WeWork recently launched a new initiative to go after mid-sized tenants, and on Wednesday the co-working company shared an update on its progress.
The company said it has signed leases for six spaces in Manhattan that it plans to use for the new product, dubbed “HQ by WeWork”: at490 Broadway, 149 Fifth Avenue, 115 East 23rd Street, 38 West 21st Street, 8 West 40th Street and 13-15 West 27th Street.
A WeWork spokesperson said the company has agreed to lease 440,000 square feet of space for HQ by WeWork and is in “final stage negotiations” for another 550,000 square feet.

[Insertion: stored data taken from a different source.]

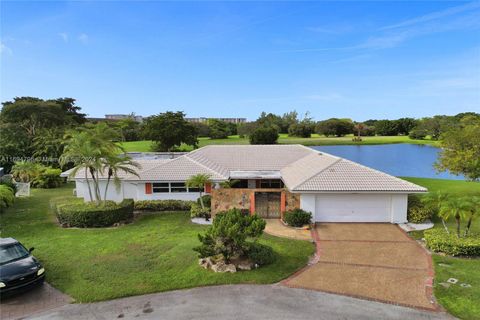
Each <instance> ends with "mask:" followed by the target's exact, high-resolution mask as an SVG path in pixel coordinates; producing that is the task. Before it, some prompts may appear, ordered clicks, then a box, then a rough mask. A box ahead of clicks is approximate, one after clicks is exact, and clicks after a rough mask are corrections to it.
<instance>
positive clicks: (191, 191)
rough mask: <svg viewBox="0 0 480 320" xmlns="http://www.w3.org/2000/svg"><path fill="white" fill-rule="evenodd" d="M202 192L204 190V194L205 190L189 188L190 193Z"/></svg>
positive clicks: (188, 188) (189, 191) (188, 189)
mask: <svg viewBox="0 0 480 320" xmlns="http://www.w3.org/2000/svg"><path fill="white" fill-rule="evenodd" d="M200 190H202V192H203V188H193V187H192V188H190V187H189V188H188V192H200Z"/></svg>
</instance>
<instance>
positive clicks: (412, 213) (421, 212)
mask: <svg viewBox="0 0 480 320" xmlns="http://www.w3.org/2000/svg"><path fill="white" fill-rule="evenodd" d="M431 217H432V211H430V210H429V209H427V208H425V207H413V208H412V209H410V210H408V212H407V220H408V222H412V223H422V222H425V220H427V219H430V218H431Z"/></svg>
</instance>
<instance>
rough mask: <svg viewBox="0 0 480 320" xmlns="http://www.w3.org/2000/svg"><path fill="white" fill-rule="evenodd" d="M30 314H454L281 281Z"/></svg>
mask: <svg viewBox="0 0 480 320" xmlns="http://www.w3.org/2000/svg"><path fill="white" fill-rule="evenodd" d="M29 319H37V320H47V319H49V320H60V319H73V320H86V319H95V320H100V319H102V320H103V319H144V320H154V319H155V320H157V319H175V320H183V319H205V320H211V319H226V320H229V319H266V320H268V319H272V320H283V319H285V320H286V319H288V320H294V319H301V320H309V319H312V320H313V319H315V320H319V319H356V320H362V319H368V320H371V319H386V320H387V319H399V320H400V319H401V320H404V319H452V318H451V317H450V316H448V315H446V314H443V313H434V312H424V311H419V310H415V309H409V308H405V307H399V306H394V305H388V304H383V303H377V302H371V301H365V300H359V299H354V298H349V297H344V296H340V295H332V294H327V293H321V292H317V291H310V290H304V289H292V288H287V287H283V286H278V285H235V286H233V285H232V286H217V287H205V288H195V289H190V290H179V291H171V292H166V293H157V294H150V295H144V296H136V297H130V298H123V299H118V300H113V301H107V302H100V303H93V304H71V305H67V306H63V307H60V308H57V309H54V310H51V311H49V312H46V313H43V314H41V315H37V316H35V317H32V318H29Z"/></svg>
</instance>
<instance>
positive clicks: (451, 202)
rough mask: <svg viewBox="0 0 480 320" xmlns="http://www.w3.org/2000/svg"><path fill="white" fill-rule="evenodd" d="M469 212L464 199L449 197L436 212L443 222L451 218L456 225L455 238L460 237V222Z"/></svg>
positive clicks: (468, 207)
mask: <svg viewBox="0 0 480 320" xmlns="http://www.w3.org/2000/svg"><path fill="white" fill-rule="evenodd" d="M468 212H469V203H468V201H467V200H466V199H465V198H457V197H451V198H449V199H448V200H447V201H445V202H444V203H443V204H442V205H441V207H440V211H439V212H438V214H439V216H440V217H441V218H442V219H443V220H448V219H449V218H451V217H452V216H453V217H454V218H455V222H456V224H457V228H456V229H457V237H460V220H461V219H462V218H464V217H465V216H466V215H467V214H468Z"/></svg>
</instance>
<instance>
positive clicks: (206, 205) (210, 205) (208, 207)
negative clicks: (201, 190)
mask: <svg viewBox="0 0 480 320" xmlns="http://www.w3.org/2000/svg"><path fill="white" fill-rule="evenodd" d="M202 201H203V205H204V206H205V207H208V208H211V207H212V196H211V195H209V194H206V195H203V196H202ZM197 204H200V205H201V202H200V198H198V199H197Z"/></svg>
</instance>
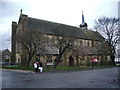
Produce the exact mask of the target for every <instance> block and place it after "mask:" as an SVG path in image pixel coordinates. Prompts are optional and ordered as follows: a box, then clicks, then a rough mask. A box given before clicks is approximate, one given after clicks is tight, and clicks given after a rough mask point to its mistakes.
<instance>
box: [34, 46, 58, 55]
mask: <svg viewBox="0 0 120 90" xmlns="http://www.w3.org/2000/svg"><path fill="white" fill-rule="evenodd" d="M36 54H41V55H46V54H49V55H57V54H59V50H58V48H56V47H54V46H51V45H49V46H45V49H44V50H40V49H37V51H36Z"/></svg>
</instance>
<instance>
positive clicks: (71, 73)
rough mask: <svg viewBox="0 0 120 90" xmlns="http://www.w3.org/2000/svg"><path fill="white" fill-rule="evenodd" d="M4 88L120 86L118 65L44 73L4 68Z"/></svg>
mask: <svg viewBox="0 0 120 90" xmlns="http://www.w3.org/2000/svg"><path fill="white" fill-rule="evenodd" d="M2 88H118V67H114V68H106V69H97V70H85V71H72V72H69V71H66V72H43V73H35V72H28V71H15V70H2Z"/></svg>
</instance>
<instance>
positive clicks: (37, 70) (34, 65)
mask: <svg viewBox="0 0 120 90" xmlns="http://www.w3.org/2000/svg"><path fill="white" fill-rule="evenodd" d="M34 68H35V72H38V62H35V63H34Z"/></svg>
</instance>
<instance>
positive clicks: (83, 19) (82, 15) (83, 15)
mask: <svg viewBox="0 0 120 90" xmlns="http://www.w3.org/2000/svg"><path fill="white" fill-rule="evenodd" d="M84 23H85V20H84V15H83V10H82V24H84Z"/></svg>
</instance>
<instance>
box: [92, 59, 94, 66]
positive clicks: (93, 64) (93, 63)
mask: <svg viewBox="0 0 120 90" xmlns="http://www.w3.org/2000/svg"><path fill="white" fill-rule="evenodd" d="M92 68H94V58H92Z"/></svg>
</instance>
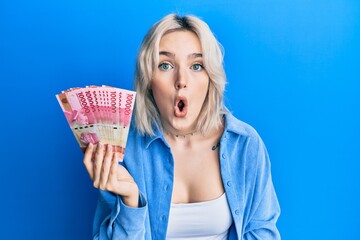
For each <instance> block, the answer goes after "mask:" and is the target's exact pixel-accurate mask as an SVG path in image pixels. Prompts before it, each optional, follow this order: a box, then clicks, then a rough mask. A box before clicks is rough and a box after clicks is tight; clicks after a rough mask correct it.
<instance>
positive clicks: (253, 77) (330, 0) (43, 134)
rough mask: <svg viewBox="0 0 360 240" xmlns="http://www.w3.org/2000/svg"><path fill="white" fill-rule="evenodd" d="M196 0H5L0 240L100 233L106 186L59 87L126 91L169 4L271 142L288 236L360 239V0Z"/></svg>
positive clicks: (2, 80) (2, 64) (54, 237)
mask: <svg viewBox="0 0 360 240" xmlns="http://www.w3.org/2000/svg"><path fill="white" fill-rule="evenodd" d="M201 2H206V4H204V3H201ZM201 2H200V1H198V2H197V1H186V0H177V1H165V0H164V1H126V2H123V1H113V0H112V1H110V0H109V1H107V0H102V1H100V0H98V1H95V0H92V1H91V0H87V1H78V0H77V1H44V0H33V1H18V0H12V1H10V0H5V1H4V0H3V1H1V2H0V82H1V90H0V92H1V101H0V109H1V120H0V121H1V139H2V141H1V148H0V149H1V150H0V151H1V152H0V156H1V160H0V161H1V162H0V164H1V165H0V190H1V195H0V201H1V202H0V215H1V217H0V235H1V237H0V238H1V239H90V238H91V228H92V219H93V214H94V210H95V205H96V200H97V199H96V198H97V192H96V190H95V189H93V187H92V184H91V182H90V179H89V177H88V176H87V174H86V171H85V168H84V167H83V165H82V153H81V151H80V149H79V147H78V145H77V143H76V140H75V138H74V136H73V135H72V132H71V131H70V129H69V127H68V125H67V122H66V120H65V117H64V116H63V113H62V112H61V109H60V107H59V105H58V103H57V101H56V99H55V94H57V93H60V92H61V90H64V89H67V88H70V87H75V86H80V87H82V86H85V85H90V84H107V85H113V86H118V87H122V88H128V89H131V88H132V79H133V72H134V63H135V56H136V53H137V50H138V47H139V45H140V42H141V40H142V38H143V36H144V35H145V33H146V31H147V30H148V28H149V27H150V26H151V25H152V24H153V23H154V22H155V21H157V20H159V19H160V18H161V17H163V16H164V15H165V14H168V13H170V12H176V13H180V14H188V13H191V14H195V15H198V16H199V17H201V18H202V19H204V20H205V21H206V22H207V23H208V24H209V25H210V27H211V28H212V30H213V32H214V33H215V35H216V36H217V38H218V40H219V41H220V42H221V43H222V45H223V46H224V48H225V69H226V72H227V77H228V85H227V88H226V102H227V105H228V106H229V108H230V109H231V110H232V111H233V113H234V114H235V115H236V116H237V117H238V118H240V119H242V120H244V121H246V122H248V123H249V124H251V125H252V126H254V127H255V128H256V129H257V130H258V132H259V133H260V135H261V136H262V138H263V139H264V141H265V143H266V145H267V148H268V151H269V153H270V157H271V161H272V171H273V181H274V184H275V187H276V191H277V194H278V198H279V200H280V204H281V207H282V214H281V217H280V219H279V222H278V227H279V229H280V231H281V234H282V237H283V239H291V240H296V239H358V238H359V236H360V227H359V224H360V206H359V203H360V174H359V170H360V163H359V162H360V157H359V149H360V148H359V147H360V144H359V143H360V140H359V135H360V128H359V122H360V114H359V113H360V108H359V107H360V94H359V90H360V84H359V81H360V64H359V63H360V59H359V58H360V3H359V1H356V0H312V1H310V0H292V1H288V0H237V1H235V0H228V1H226V0H223V1H220V0H212V1H201Z"/></svg>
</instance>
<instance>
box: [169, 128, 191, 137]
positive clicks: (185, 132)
mask: <svg viewBox="0 0 360 240" xmlns="http://www.w3.org/2000/svg"><path fill="white" fill-rule="evenodd" d="M163 132H164V133H165V134H166V135H168V136H169V137H172V138H190V137H191V136H194V135H195V134H197V131H192V132H184V133H181V132H171V131H168V130H167V129H165V128H164V129H163Z"/></svg>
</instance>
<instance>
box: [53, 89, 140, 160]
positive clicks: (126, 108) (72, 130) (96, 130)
mask: <svg viewBox="0 0 360 240" xmlns="http://www.w3.org/2000/svg"><path fill="white" fill-rule="evenodd" d="M135 97H136V92H134V91H130V90H125V89H121V88H115V87H109V86H88V87H85V88H71V89H68V90H65V91H62V93H60V94H57V95H56V98H57V100H58V102H59V104H60V106H61V108H62V110H63V112H64V115H65V117H66V120H67V122H68V123H69V126H70V128H71V130H72V132H73V133H74V135H75V138H76V140H77V142H78V143H79V145H80V147H81V149H82V151H85V149H86V147H87V145H88V144H89V143H93V144H97V143H99V142H101V143H103V144H109V145H113V146H115V151H116V152H122V153H124V151H125V148H126V141H127V137H128V133H129V128H130V122H131V117H132V113H133V108H134V103H135Z"/></svg>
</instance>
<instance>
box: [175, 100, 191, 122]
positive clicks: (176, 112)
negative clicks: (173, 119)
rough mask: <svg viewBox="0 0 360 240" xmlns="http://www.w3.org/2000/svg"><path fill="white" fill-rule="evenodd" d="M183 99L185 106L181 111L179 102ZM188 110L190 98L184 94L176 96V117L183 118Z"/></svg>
mask: <svg viewBox="0 0 360 240" xmlns="http://www.w3.org/2000/svg"><path fill="white" fill-rule="evenodd" d="M180 101H182V102H183V103H184V107H183V109H182V111H180V109H179V106H178V105H179V102H180ZM187 110H188V100H187V98H186V97H184V96H177V97H176V98H175V102H174V114H175V116H176V117H179V118H183V117H185V116H186V114H187Z"/></svg>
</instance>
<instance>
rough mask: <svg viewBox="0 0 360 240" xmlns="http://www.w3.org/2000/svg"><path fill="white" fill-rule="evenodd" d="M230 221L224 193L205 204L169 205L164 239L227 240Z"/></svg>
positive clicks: (230, 214) (229, 217) (228, 230)
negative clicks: (167, 219)
mask: <svg viewBox="0 0 360 240" xmlns="http://www.w3.org/2000/svg"><path fill="white" fill-rule="evenodd" d="M232 221H233V219H232V216H231V212H230V208H229V205H228V202H227V199H226V194H225V193H224V194H223V195H221V196H220V197H219V198H217V199H214V200H210V201H205V202H197V203H180V204H174V203H171V207H170V214H169V223H168V229H167V236H166V239H167V240H182V239H194V240H195V239H196V240H204V239H207V240H208V239H209V240H210V239H212V240H213V239H216V240H223V239H227V237H228V232H229V228H230V226H231V224H232Z"/></svg>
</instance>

These new spaces can be smaller than traditional WeWork locations, and will be marketed primarily to companies with 11 to 250 employees who want to lease an entire floor.
“We didn’t use to take floors that have 5,000, 6,000-square-foot plates,” the company’s chief growth officer David Fano said during a presentation to journalists Wednesday. WeWork will still take care of things like WiFi, coffee machines and key cards, but there won’t be any full-time WeWork employees or perks like fruit water. Tenants will also get their own entrance and more leeway to design their space, and pay less than for a traditional WeWork space. The company said it expects a minimum commitment of 12 months.
Dan Reich, whose software startup Troops recently leased a 5,000-square-foot floor at 149 Fifth Avenue, said his office space doesn’t show the WeWork brand anywhere — a stark contrast with the co-working company’s typical spaces.
Michael Hershfield is heading the initiative and the company’s EVP of global real estate Arash Gohari is in charge of finding locations.
WeWork’s new “service-lite” offering is similar to Knotel’s business model. New York-based Knotel, founded in 2016, has grown to more than 1 million square feet of office space across New York, Berlin, San Francisco and London and recently raised $70 million in venture funding. It has appealed to companies who don’t need all the services of a traditional WeWork and want spaces with a lighter design touch. Last year, WeWork briefly offered tenants at Knotel and other flexible office companies a year free rent if they switched over.
The Real Deal recently broke down WeWork’s plans to appeal to more mid-sized tenants, which include leasing brokerage services.